Hungarian cuisine is unthinkable without paprika, the spice that gives dishes their crimson stain. Autumn is the season when red pepper pods are harvested and ground into this spice, which adds warmth to dishes from chicken paprikash to pörkölt (meat ragout). Browse central food market Nagycsarnok for all the jars of paprika your suitcase will hold, plus other seasonal produce. Look out for strudels crammed with poppyseed or autumnal fillings like fig and pear.

A hand pours clear Pálinka in a crystal glass on a tray of six crystal glasses; budapest autumn
No meal is complete in Budapest without a glass of Pálinka © Gabor Tokodi / Shutterstock

Drink and be merry

Hungarian’s autumn fruits assume a wickeder incarnation in pálinka (brandy).
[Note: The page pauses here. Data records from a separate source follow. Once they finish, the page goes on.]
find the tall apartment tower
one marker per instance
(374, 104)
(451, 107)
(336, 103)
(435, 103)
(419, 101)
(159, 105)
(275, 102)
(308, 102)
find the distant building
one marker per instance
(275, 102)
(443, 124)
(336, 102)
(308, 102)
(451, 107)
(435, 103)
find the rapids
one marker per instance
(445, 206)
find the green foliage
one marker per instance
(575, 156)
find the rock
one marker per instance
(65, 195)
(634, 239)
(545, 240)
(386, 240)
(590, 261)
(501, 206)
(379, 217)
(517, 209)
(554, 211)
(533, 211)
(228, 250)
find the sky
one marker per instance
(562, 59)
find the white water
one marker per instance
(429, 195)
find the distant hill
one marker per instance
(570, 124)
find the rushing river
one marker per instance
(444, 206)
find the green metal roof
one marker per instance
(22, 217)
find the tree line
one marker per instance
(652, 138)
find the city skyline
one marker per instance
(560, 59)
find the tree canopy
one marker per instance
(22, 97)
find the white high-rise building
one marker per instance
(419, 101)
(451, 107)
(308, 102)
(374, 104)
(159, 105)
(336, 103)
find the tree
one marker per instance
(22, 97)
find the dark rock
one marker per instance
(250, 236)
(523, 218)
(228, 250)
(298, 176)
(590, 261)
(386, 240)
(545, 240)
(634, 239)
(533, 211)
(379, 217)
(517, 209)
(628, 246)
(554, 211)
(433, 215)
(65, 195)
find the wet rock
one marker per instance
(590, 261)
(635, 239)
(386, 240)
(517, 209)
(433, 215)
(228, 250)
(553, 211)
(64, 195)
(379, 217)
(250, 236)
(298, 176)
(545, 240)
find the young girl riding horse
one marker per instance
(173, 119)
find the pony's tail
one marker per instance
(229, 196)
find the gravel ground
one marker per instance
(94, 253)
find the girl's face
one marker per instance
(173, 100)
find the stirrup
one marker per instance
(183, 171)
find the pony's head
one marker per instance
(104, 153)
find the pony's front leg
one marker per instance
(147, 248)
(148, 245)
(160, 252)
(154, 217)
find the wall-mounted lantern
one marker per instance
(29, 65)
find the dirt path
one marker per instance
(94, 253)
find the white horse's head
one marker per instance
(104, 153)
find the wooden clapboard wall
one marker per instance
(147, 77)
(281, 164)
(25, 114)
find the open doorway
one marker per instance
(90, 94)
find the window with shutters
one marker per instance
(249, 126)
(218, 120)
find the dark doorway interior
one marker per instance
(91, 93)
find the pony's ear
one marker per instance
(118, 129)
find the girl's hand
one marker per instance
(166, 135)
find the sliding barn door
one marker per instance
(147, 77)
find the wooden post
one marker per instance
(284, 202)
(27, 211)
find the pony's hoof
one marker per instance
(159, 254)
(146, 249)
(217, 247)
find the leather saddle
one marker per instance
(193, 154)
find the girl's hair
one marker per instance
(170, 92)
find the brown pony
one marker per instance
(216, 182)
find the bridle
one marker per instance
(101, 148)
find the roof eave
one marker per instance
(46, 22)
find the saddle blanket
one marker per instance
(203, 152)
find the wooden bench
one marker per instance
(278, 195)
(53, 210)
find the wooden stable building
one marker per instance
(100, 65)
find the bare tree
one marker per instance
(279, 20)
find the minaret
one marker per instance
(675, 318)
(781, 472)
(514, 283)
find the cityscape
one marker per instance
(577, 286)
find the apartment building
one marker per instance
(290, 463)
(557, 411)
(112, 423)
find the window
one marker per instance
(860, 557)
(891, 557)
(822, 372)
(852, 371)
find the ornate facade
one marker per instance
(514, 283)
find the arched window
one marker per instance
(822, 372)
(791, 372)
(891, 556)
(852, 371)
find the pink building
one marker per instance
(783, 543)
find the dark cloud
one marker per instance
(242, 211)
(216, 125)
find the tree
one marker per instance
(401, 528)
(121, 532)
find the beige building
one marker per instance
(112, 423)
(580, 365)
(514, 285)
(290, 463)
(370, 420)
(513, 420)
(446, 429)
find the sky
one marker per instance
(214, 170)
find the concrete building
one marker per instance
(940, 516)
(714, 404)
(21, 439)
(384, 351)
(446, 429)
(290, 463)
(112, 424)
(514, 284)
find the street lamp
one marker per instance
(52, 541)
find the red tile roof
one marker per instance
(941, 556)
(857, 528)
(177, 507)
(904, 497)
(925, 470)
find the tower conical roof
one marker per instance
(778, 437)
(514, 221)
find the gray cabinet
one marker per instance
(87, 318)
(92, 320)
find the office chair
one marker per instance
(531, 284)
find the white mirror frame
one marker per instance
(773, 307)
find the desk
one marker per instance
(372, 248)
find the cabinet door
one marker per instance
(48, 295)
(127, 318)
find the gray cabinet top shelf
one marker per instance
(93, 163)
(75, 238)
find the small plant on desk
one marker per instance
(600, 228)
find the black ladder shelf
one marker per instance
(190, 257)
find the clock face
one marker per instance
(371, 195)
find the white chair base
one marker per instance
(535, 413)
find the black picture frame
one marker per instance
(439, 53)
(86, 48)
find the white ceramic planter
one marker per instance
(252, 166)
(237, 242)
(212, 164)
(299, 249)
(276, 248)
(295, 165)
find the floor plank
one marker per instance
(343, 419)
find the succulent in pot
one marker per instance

First distilled in 14th-century Hungary, pálinka was credited with medicinal qualities; many locals emphasise its curative powers to this day.

Pear, plum and cherry varieties are all popular, and Budapest’s Pálinka and Sausage Festival is an excellent excuse to try them. Alternatively, take shelter at wine specialist DiVino or ‘ruin bar’ Instant. Wherever you cavort, somewhere amid the clink of pálinka glasses and the twinkle of lights on the Danube, Budapest will cast an irresistible spell.